Se precisa que la Unidad de Medida y Actualización es la unidad de cuenta, base, medida o referencia para determinar la cuantía de las obligaciones y supuestos previstos en las leyes federales, estatales o en cualquier otra disposición jurídica, en términos del artículo 26, apartado B, penúltimo y último párrafos, de la Constitución Federal; asimismo, el numeral tercero transitorio del “Decreto por el que se declara reformadas y adicionadas diversas disposiciones de la Constitución Política de los Estados Unidos Mexicanos, en materia de desindexación del salario mínimo”, publicado en el Diario Oficial de la Federación el veintisiete de enero de dos mil dieciséis, en vigor a partir del día siguiente al de su publicación, al efecto dispone:

“Tercero. A la fecha de entrada en vigor del presente decreto, todas las menciones al salario mínimo como unidad de cuenta, índice, base, medida o referencia para determinar la cuantía de las obligaciones y supuestos previstos en las leyes federales, estatales, del Distrito Federal, así como en cualquier disposición jurídica que emane de todas las anteriores, se entenderán referidas a la Unidad de Medida y Actualización…”

De igual forma, en términos del artículo 5 del Decreto de la Ley para Determinar el Valor de la Unidad de Medida y Actualización, publicada en el Diario Oficial de la Federación el treinta de diciembre de dos mil dieciséis, el Instituto Nacional de Estadística y Geografía, el diez de enero de dos mil dieciocho en el referido medio oficial, dio a conocer que los valores de la Unidad de Medida y Actualización son el valor diario de $80.60 (ochenta pesos, sesenta centavos, moneda nacional); el mensual de $2,450.24 (dos mil cuatrocientos cincuenta pesos, veinticuatro centavos, moneda nacional); y anual de $29,402.88 (veintinueve mil cuatrocientos dos pesos, ochenta y ocho centavos, moneda nacional); vigentes a partir del uno de febrero del año citado en último término, lo que se asienta para el caso de que se tuviese que individualizar tal sanción.

En el entendido de que dicha ampliación de plazo tiene, además, como fundamento, la jurisprudencia 2a./J. 33/2014 (10a.), sustentada por la Segunda Sala de la Suprema Corte de Justicia de la Nación, publicada en la página 926, Libro 5, Tomo I, abril de 2014, Décima Época, de la Gaceta del Semanario Judicial de la Federación «y en el Semanario Judicial de la Federación del viernes 11 de abril de 2014 a las 10:09 horas», con registro digital: 2006184, de título y subtítulo siguientes: “CUMPLIMIENTO DE SENTENCIAS DE AMPARO DIRECTO. LOS TRIBUNALES COLEGIADOS DE CIRCUITO ESTÁN FACULTADOS PARA AMPLIAR EL PLAZO OTORGADO PARA TAL FIN (LEGISLACIÓN VIGENTE A PARTIR DEL 3 DE ABRIL DE 2013).”

Anótese en el libro de gobierno; con testimonio de la presente resolución; y, en su oportunidad, archívese este expediente como asunto concluido; en la inteligencia de que los autos del sumario laboral correspondiente, se devolverán en el diverso amparo directo con el que guarda relación este asunto.
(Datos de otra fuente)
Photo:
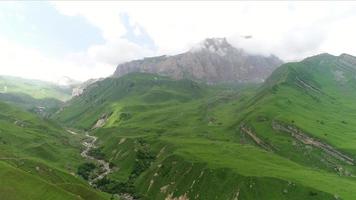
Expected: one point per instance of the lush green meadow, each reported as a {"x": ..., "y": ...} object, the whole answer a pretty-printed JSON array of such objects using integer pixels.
[{"x": 191, "y": 128}]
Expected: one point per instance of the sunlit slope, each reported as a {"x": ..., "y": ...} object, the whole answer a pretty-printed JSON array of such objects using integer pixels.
[
  {"x": 101, "y": 99},
  {"x": 37, "y": 157},
  {"x": 306, "y": 112},
  {"x": 192, "y": 144},
  {"x": 34, "y": 88}
]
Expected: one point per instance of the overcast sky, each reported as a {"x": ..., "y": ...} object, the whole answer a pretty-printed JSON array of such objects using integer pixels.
[{"x": 82, "y": 40}]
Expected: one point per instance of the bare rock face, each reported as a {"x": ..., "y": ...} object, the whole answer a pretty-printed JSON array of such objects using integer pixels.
[{"x": 212, "y": 61}]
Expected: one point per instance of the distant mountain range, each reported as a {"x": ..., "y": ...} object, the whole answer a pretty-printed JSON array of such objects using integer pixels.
[{"x": 214, "y": 60}]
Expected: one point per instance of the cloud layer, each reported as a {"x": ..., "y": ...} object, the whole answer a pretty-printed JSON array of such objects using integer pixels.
[{"x": 133, "y": 30}]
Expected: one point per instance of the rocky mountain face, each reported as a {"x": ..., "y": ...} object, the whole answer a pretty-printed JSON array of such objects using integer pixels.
[{"x": 212, "y": 61}]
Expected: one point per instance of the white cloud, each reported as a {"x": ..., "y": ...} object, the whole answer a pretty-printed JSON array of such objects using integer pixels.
[
  {"x": 17, "y": 60},
  {"x": 290, "y": 30},
  {"x": 117, "y": 51}
]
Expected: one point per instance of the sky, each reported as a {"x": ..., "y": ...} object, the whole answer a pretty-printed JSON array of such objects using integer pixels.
[{"x": 82, "y": 40}]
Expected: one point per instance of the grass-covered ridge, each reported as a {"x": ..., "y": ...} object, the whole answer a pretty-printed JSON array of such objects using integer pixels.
[
  {"x": 289, "y": 137},
  {"x": 34, "y": 88},
  {"x": 38, "y": 159}
]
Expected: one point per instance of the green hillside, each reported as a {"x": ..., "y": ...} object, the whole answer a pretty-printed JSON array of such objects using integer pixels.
[
  {"x": 291, "y": 138},
  {"x": 34, "y": 88},
  {"x": 38, "y": 158}
]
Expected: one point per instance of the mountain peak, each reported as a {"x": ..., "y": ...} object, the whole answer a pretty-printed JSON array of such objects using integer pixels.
[
  {"x": 213, "y": 60},
  {"x": 219, "y": 46}
]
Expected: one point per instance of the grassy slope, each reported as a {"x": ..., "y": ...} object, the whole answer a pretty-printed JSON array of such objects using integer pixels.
[
  {"x": 34, "y": 88},
  {"x": 36, "y": 157},
  {"x": 191, "y": 123}
]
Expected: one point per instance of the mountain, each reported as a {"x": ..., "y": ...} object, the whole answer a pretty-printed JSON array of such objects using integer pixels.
[
  {"x": 212, "y": 61},
  {"x": 291, "y": 137}
]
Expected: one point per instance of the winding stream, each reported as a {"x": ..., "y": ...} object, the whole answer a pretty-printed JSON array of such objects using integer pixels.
[{"x": 105, "y": 167}]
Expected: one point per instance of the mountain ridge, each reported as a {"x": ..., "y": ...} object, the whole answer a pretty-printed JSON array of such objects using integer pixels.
[{"x": 212, "y": 61}]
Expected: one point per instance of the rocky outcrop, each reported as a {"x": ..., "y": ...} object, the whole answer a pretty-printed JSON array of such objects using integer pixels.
[
  {"x": 212, "y": 61},
  {"x": 308, "y": 140},
  {"x": 245, "y": 130}
]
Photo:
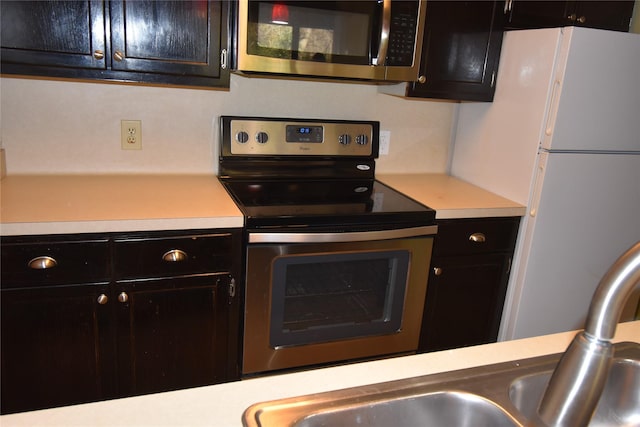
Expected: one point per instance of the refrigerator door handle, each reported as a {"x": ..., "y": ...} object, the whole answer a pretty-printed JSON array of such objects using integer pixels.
[
  {"x": 537, "y": 188},
  {"x": 552, "y": 111}
]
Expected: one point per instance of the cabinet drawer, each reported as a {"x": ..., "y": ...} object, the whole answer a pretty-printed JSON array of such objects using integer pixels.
[
  {"x": 173, "y": 256},
  {"x": 476, "y": 236},
  {"x": 54, "y": 263}
]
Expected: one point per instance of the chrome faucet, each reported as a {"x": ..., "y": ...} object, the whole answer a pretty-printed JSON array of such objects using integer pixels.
[{"x": 579, "y": 378}]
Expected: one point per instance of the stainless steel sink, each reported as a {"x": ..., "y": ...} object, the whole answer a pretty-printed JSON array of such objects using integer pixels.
[
  {"x": 504, "y": 394},
  {"x": 445, "y": 408},
  {"x": 618, "y": 405}
]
Así lo resolvió el Segundo Tribunal Colegiado en Materia de Trabajo del Séptimo Circuito, por unanimidad de votos de los Magistrados Jorge Toss Capistrán, Juan Carlos Moreno Correa y Jorge Sebastián Martínez García; el primero de los nombrados en su calidad de presidente y el segundo como ponente.

En términos de lo previsto en los artículos 66, 118, 120 y demás conducentes en lo relativo de la Ley Federal de Transparencia y Acceso a la Información Pública, en esta versión pública se suprime la información considerada legalmente como reservada o confidencial que encuadra en esos supuestos normativos.

Nota: La tesis aislada VII.2o.T.163 L (10a.) citada en esta ejecutoria, integró la jurisprudencia VII.2o.T. J/30 (10a.), cuyos título y subtítulo aparecen al inicio de esta sentencia.
Esta ejecutoria se publicó el viernes 10 de agosto de 2018 a las 10:18 horas en el Semanario Judicial de la Federación.